The very seed of human civilisation was planted with the cherished notion of co-operation and in our daily interactions with others, we form oral or implied agreement with those around us. More recently, with the proliferation of “user agreements”, we find ourselves giving consent to organisations who seek to bind us legally with fine print and varied terms we have not bothered to read – thus exhibiting a widening gap between our intentions and what the other party believes we have agreed to.
So, if we do not mean what we have agreed to, does it mean we have been dishonest? Do breaches of contracts only happen because one party is being unfair to the other? What is a valid contract and what are the best ways to resolve disputes arising from the above-mentioned discrepancies?
Contract law comes under civil law – and they are different from the usual promises we make because contracts can be enforced in court (imagine if your 9-year-old took you to court for breaking the promise of taking her to the zoo). When one of the parties fails to live up to the obligations agreed to in the contract, we say that a breach of contract has occurred. Breaching a contract does not terminate it. Often, depending on the importance of the term (for e.g. a less important term is known as a warranty) breached, the courts have different solutions for the injured party ranging from injunction (an order to stop someone from doing something) to damages (liquidated or unliquidated) or specific performance.
If you are being sued for a breach of contract, some prudent questions to ask would be:
Is there a contract?
What kind of contract is it? Is it oral, written, or a contract by seal or deed?

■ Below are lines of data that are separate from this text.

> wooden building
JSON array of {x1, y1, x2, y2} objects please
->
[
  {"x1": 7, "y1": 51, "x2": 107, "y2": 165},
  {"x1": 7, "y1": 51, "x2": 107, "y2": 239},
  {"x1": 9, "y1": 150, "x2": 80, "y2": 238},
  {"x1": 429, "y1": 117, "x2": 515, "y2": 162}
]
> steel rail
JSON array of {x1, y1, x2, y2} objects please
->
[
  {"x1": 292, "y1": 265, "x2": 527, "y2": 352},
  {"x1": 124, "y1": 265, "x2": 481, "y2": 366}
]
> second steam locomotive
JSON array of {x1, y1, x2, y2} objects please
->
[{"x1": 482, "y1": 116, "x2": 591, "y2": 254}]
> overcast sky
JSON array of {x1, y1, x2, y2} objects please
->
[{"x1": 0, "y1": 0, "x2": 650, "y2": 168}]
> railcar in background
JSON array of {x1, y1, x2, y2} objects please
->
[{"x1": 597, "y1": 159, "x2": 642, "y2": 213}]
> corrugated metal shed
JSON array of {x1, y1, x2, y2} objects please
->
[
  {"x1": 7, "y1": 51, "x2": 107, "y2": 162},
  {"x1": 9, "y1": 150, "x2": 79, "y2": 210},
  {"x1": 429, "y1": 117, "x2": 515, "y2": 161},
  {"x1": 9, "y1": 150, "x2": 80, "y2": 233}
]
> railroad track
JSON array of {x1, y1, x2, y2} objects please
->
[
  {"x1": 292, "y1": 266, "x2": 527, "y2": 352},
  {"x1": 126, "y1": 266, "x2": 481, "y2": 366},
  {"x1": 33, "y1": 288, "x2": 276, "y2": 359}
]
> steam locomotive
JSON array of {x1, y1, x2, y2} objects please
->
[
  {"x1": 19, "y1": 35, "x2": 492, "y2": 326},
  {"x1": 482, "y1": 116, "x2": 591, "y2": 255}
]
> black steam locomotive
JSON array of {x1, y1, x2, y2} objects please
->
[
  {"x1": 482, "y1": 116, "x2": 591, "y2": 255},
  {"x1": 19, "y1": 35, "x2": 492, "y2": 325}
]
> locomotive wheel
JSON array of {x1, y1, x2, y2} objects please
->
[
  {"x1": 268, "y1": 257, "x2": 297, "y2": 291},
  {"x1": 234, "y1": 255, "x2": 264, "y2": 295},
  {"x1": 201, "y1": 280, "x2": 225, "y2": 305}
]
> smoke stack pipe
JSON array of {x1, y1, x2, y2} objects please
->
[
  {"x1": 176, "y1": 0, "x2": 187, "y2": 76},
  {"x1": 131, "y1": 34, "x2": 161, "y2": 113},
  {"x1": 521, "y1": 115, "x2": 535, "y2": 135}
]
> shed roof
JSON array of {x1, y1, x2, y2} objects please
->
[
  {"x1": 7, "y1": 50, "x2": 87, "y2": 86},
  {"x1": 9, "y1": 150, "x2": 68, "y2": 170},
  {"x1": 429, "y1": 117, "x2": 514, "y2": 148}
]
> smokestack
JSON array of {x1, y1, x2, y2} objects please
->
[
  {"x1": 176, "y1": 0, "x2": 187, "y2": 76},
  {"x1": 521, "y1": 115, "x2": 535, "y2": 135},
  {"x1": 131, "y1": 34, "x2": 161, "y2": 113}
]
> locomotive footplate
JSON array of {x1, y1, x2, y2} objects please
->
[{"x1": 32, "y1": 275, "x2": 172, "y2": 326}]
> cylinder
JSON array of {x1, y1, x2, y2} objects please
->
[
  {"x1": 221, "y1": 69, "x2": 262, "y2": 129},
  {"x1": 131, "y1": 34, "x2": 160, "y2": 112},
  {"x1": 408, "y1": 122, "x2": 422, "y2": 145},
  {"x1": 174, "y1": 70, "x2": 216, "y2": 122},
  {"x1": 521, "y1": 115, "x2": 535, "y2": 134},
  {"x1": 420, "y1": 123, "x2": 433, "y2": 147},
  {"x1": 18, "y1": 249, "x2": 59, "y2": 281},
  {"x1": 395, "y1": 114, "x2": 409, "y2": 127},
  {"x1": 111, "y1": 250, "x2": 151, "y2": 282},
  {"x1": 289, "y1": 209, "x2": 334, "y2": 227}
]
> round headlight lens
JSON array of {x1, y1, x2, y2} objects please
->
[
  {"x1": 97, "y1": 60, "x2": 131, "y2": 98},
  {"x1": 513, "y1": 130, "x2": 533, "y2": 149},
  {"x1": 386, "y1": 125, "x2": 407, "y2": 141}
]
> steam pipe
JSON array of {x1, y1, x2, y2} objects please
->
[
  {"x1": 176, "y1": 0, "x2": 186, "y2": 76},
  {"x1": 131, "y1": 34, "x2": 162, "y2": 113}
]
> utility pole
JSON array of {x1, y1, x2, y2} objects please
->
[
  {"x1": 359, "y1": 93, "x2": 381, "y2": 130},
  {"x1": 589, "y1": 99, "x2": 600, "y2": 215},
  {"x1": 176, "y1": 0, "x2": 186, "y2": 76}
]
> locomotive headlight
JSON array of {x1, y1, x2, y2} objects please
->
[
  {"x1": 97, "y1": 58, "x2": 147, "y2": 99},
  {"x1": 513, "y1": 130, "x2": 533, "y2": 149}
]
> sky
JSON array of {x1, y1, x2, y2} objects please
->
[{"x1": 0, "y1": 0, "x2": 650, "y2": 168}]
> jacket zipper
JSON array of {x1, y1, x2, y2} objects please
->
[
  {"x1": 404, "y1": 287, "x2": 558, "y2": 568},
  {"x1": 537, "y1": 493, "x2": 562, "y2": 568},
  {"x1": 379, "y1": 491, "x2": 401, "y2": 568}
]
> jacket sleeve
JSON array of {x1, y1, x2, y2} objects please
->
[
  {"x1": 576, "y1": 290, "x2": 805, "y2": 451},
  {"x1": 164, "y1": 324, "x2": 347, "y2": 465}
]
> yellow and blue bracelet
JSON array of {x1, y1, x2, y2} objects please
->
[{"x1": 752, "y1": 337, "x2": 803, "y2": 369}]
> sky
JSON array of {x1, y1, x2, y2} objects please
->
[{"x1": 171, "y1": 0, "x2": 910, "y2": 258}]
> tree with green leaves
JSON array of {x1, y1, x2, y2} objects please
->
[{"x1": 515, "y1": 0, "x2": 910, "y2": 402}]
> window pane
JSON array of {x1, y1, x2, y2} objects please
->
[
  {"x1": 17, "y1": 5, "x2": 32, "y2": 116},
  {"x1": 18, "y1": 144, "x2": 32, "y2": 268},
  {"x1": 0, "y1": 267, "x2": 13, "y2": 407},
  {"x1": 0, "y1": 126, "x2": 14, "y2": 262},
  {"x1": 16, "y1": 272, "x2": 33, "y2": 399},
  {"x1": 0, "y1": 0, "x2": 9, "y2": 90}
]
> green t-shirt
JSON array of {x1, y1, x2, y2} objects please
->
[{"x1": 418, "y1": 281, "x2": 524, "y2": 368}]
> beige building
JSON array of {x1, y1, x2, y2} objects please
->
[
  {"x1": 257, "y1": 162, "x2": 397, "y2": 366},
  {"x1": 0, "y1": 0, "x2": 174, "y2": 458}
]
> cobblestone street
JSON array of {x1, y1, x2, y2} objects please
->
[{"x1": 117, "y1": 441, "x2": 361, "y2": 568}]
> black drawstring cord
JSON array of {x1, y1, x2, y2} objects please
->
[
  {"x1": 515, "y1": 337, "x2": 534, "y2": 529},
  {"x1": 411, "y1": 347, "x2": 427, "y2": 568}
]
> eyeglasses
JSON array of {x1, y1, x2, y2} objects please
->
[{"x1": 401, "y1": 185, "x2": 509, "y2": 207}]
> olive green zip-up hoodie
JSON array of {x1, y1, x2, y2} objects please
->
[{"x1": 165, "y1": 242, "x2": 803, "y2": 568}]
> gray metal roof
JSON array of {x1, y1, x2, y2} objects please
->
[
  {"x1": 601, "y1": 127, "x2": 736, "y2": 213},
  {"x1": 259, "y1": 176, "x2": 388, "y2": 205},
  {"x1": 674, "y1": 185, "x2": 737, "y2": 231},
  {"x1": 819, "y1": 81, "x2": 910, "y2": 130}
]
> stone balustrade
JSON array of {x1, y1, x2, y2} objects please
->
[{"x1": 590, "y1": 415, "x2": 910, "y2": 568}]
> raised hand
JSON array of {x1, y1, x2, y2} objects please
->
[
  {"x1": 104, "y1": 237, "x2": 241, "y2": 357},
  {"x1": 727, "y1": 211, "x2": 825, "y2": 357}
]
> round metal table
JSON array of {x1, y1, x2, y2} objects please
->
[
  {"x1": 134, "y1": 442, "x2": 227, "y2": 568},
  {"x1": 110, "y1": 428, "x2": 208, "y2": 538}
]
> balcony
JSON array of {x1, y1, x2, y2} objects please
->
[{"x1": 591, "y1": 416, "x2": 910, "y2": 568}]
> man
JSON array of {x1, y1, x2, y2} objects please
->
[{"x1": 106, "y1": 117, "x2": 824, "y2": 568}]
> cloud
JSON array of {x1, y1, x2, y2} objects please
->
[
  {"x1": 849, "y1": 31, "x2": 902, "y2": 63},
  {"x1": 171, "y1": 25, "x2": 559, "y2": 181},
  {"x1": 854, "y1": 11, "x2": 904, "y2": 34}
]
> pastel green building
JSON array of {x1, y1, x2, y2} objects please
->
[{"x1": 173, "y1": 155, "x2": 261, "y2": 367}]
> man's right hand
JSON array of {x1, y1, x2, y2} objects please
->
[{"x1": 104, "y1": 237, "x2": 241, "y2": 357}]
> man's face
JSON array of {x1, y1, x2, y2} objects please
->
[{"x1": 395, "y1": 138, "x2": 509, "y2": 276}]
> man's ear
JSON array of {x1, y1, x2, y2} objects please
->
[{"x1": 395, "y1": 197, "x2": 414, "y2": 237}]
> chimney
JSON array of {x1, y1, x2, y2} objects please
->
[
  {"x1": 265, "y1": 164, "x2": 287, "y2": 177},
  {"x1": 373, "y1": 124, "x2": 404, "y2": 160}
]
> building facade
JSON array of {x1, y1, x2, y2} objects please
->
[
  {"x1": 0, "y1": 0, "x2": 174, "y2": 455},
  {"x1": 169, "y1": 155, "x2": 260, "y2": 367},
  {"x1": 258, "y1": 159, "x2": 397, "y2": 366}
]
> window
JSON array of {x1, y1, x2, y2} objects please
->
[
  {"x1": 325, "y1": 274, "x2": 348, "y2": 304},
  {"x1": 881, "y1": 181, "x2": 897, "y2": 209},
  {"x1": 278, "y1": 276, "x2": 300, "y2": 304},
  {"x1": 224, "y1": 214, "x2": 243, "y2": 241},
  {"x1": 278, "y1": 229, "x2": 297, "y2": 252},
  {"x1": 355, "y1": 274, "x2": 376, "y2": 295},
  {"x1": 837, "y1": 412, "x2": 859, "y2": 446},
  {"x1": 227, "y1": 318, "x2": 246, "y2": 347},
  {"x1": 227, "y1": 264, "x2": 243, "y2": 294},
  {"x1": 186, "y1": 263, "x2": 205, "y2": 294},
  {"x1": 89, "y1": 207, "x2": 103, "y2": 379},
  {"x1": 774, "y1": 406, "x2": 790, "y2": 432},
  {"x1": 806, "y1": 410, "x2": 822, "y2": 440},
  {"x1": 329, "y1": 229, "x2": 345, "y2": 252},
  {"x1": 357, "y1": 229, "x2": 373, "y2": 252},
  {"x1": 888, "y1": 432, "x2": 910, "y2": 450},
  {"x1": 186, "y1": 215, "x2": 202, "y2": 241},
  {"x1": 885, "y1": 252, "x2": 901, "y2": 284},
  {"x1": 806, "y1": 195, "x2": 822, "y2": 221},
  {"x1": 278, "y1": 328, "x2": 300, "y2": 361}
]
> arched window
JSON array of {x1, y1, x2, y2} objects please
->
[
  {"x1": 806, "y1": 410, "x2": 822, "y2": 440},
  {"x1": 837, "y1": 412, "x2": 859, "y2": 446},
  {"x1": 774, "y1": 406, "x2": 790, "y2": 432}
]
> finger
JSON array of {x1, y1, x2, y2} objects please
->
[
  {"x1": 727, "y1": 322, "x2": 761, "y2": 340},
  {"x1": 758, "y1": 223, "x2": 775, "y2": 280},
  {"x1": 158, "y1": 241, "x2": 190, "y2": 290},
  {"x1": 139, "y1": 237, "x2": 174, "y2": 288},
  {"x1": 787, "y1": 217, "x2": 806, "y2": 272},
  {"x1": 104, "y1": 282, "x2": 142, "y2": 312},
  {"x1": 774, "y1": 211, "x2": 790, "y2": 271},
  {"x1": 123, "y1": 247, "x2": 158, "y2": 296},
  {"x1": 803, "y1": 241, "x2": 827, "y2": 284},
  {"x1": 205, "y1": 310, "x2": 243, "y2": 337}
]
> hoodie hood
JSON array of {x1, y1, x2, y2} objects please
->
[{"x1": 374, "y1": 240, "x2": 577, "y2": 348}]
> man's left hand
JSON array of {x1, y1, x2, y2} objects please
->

Is the contract valid and enforceable?
In a previous article What Makes a Valid Contract?, you would have discovered the four elements that make an agreement enforceable by law, such as intention, offer, acceptance and consideration. You will also discover how an offer might be terminated by death, rejection, lapse of time, revocation and offer subject to condition, and the rules that determine if the consideration is valid. As highlighted in all our articles, these articles may not contain all of the information about the law or the exceptions and qualifications that are relevant to your circumstances. You will need a qualified professional adviser to take into account your particular circumstances and to tell you how the law applies to you.
Here, we examine some reasons why the contract cannot be enforced even though it is documented, offered, accepted and consideration was given.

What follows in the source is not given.